Published: 15:55, 24 March 2021
| Updated: 15:57, 24 March 2021
A bid to build Herne Bay’s second solar farm has been given the go-ahead – prompting claims the town’s abundance of green energy could spark a rush of jobs.
Global energy firm Vattenfall first unveiled plans to erect hundreds of panels, set to power as many as 5,000 homes a year, south of the A299 Thanet Way in August.
With Canterbury City Council’s decision to green light the scheme earlier this month, it will become the latest source of renewable energy in the coastal town.
Greenhill councillor Dan Watkins says this could trigger a wave of new businesses and jobs in the area as he believes firms keen to cut their carbon levels will now be drawn to the Bay.
“Because we’re getting a reputation for renewable energy in Herne Bay – we must be the cleanest, greenest town in Kent now – there’s a lot that can follow on from this,” the Tory said.
“There’s a lot of companies looking to relocate their offices and factories to towns where they can get a carbon-free source of energy.

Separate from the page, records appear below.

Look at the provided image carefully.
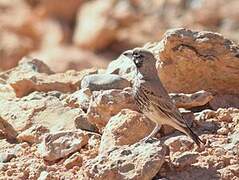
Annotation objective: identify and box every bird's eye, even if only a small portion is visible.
[134,58,143,68]
[133,52,142,58]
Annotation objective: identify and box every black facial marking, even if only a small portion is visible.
[133,51,144,68]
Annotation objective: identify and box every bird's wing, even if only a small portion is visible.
[141,84,187,127]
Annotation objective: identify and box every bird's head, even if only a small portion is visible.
[123,48,157,78]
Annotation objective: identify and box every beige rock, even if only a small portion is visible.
[38,130,89,161]
[74,114,98,133]
[164,135,193,154]
[37,171,51,180]
[150,29,239,94]
[170,91,213,109]
[17,125,49,144]
[0,59,96,97]
[0,92,83,132]
[209,94,239,110]
[0,0,31,29]
[100,109,155,153]
[0,28,33,70]
[64,88,92,111]
[64,152,82,169]
[17,12,69,49]
[81,141,166,180]
[170,151,199,169]
[0,116,17,141]
[0,83,16,99]
[106,55,137,81]
[73,0,118,50]
[81,74,131,91]
[34,0,82,22]
[86,88,137,131]
[30,45,107,72]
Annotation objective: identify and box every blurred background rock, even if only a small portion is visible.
[0,0,239,72]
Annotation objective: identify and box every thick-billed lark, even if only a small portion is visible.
[123,48,203,147]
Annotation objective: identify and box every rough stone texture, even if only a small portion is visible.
[170,151,199,169]
[86,88,137,130]
[82,141,166,180]
[106,55,136,81]
[149,29,239,94]
[0,58,96,97]
[81,74,130,91]
[0,28,33,70]
[0,92,83,131]
[209,94,239,110]
[33,0,82,22]
[170,91,213,109]
[17,125,49,143]
[0,116,17,141]
[0,83,16,99]
[30,45,107,72]
[99,109,155,152]
[64,88,92,111]
[73,0,117,50]
[39,130,89,161]
[64,152,82,169]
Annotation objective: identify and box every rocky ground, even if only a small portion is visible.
[0,29,239,180]
[0,0,239,72]
[0,0,239,180]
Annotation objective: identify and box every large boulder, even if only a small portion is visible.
[148,29,239,94]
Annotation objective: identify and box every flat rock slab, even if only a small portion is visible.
[82,141,166,180]
[81,74,130,91]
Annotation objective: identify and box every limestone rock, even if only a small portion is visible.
[86,88,137,130]
[64,152,82,169]
[73,0,117,50]
[2,58,96,97]
[149,29,239,94]
[36,0,82,22]
[30,45,107,72]
[74,113,98,132]
[64,88,92,112]
[106,55,136,81]
[0,92,84,132]
[0,116,17,141]
[100,109,155,152]
[0,28,34,70]
[0,152,16,163]
[17,125,49,143]
[209,94,239,110]
[170,151,199,169]
[164,135,196,154]
[81,74,130,91]
[39,130,89,161]
[170,91,213,109]
[82,141,166,180]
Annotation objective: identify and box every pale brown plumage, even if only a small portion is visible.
[123,48,202,146]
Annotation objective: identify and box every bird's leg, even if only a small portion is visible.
[143,123,161,141]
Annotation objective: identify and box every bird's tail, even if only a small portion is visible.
[185,125,204,147]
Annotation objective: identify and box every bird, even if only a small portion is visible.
[123,48,203,147]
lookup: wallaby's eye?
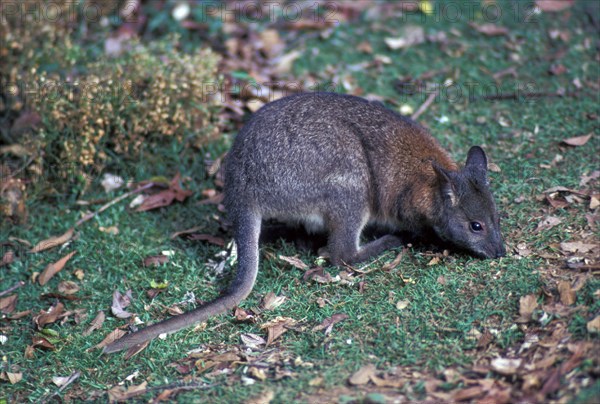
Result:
[471,222,483,232]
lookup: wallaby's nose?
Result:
[496,245,506,258]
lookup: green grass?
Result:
[0,3,600,402]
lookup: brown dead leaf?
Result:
[273,50,302,75]
[279,255,308,271]
[586,316,600,334]
[123,341,150,360]
[381,250,404,272]
[6,372,23,384]
[0,250,15,268]
[560,241,598,254]
[384,25,425,50]
[110,289,133,318]
[490,358,522,376]
[94,328,127,349]
[535,0,575,13]
[549,63,575,76]
[37,251,77,286]
[136,173,192,212]
[259,29,285,58]
[190,234,225,247]
[302,267,334,283]
[313,313,349,335]
[469,22,508,36]
[0,294,19,314]
[558,281,576,306]
[33,302,65,330]
[108,381,148,402]
[371,374,406,389]
[23,345,35,359]
[516,295,538,323]
[477,330,494,348]
[29,227,75,253]
[170,226,202,239]
[8,310,31,320]
[262,292,286,310]
[452,386,484,401]
[246,389,275,404]
[240,333,267,348]
[58,281,79,295]
[233,307,254,321]
[535,216,562,233]
[31,335,56,351]
[348,364,377,386]
[82,310,106,337]
[143,254,169,267]
[579,170,600,187]
[260,317,296,346]
[562,133,592,146]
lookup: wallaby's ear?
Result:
[465,146,487,183]
[431,161,458,206]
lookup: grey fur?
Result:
[104,93,505,352]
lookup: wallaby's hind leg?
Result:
[327,211,402,265]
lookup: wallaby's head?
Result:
[433,146,506,258]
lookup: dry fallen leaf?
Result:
[33,302,65,330]
[384,25,425,50]
[143,254,169,267]
[535,0,575,13]
[348,364,377,386]
[94,328,127,349]
[82,310,106,337]
[31,335,56,351]
[260,317,296,346]
[313,313,348,335]
[396,300,410,310]
[562,133,592,146]
[136,173,192,212]
[469,22,508,36]
[190,234,225,247]
[279,255,308,271]
[100,173,125,193]
[37,251,77,286]
[110,290,133,318]
[560,241,598,254]
[6,372,23,384]
[29,227,74,253]
[262,292,286,310]
[490,358,522,376]
[240,333,267,348]
[587,316,600,334]
[517,295,538,323]
[58,281,79,295]
[535,216,562,233]
[558,281,576,306]
[246,388,275,404]
[0,294,19,314]
[0,250,15,268]
[108,381,148,402]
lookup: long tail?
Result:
[103,212,261,353]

“It can be a real source of investment in the town, and if a manufacturing plant or factory is built, you’re talking about a much higher numbers of jobs.
“It has to happen. Manufacturing industries are going to have to locate themselves near sources of renewable energy and the Government’s net-zero greenhouse gas emissions isn’t far away now .”
The town already has hundreds of panels in Owl’s Hatch Road, which form one of Britain’s largest solar farms, producing enough energy to power 14,000 homes
Forty-five turbines are also located off the coast at the Kentish Flats Wind Farm. The development, which is also run by Vattenfall, creates enough electricity for 62,000 households a year.
And last year, a bid to construct a hydrogen plant creating fuel for buses on a former BMX track in Westbrook Lane was granted by councillors.
“Nowhere else has a hydrogen factory – this is the first one in the country,” Cllr Watkins added.
“We’ll soon have a huge amount of solar and wind energy, so we have a natural lead over other towns because we’ve already got many of these assets built.”
The new solar farm, called Solar@Kentish Flats, will cover a 66-acre parcel of farmland off the main road.
According to council papers, the project was supported by locals who argued it will “strengthen Herne Bay’s position as the leading town for renewable energy investment in Kent”.
In documents outlining their decision, officers from the local authority noted: “There would be jobs created as a result of the proposal.
“Given the size of the development and the renewable energy contribution it would make, the benefits associated with the installation of the proposed solar farm are considered to be of significant weight.”
The solar farm will share the grid connection and onshore infrastructure already used by the turbines.
The panels will remain at the site for 30 years, after which the land will be return to arable use if needed.
Vattenfall says this would mean the construction process, which will take four months and see 50 people working on the site, would take less time and minimise disruption.
It also stresses that the electricity it creates will be channelled into the local grid.
Vattenfall’s Chris Angell said: “Kent is playing a huge part in helping the UK transition to net zero.
“Our solar farm at Herne Bay can help to achieve this goal, along with our existing offshore wind farms at Kentish Flats and Thanet.
“We are looking to expand our pipeline of solar projects and are keen to work in partnership with other organisations to enable us to reach of goal of becoming fossil-fuel free in a generation.”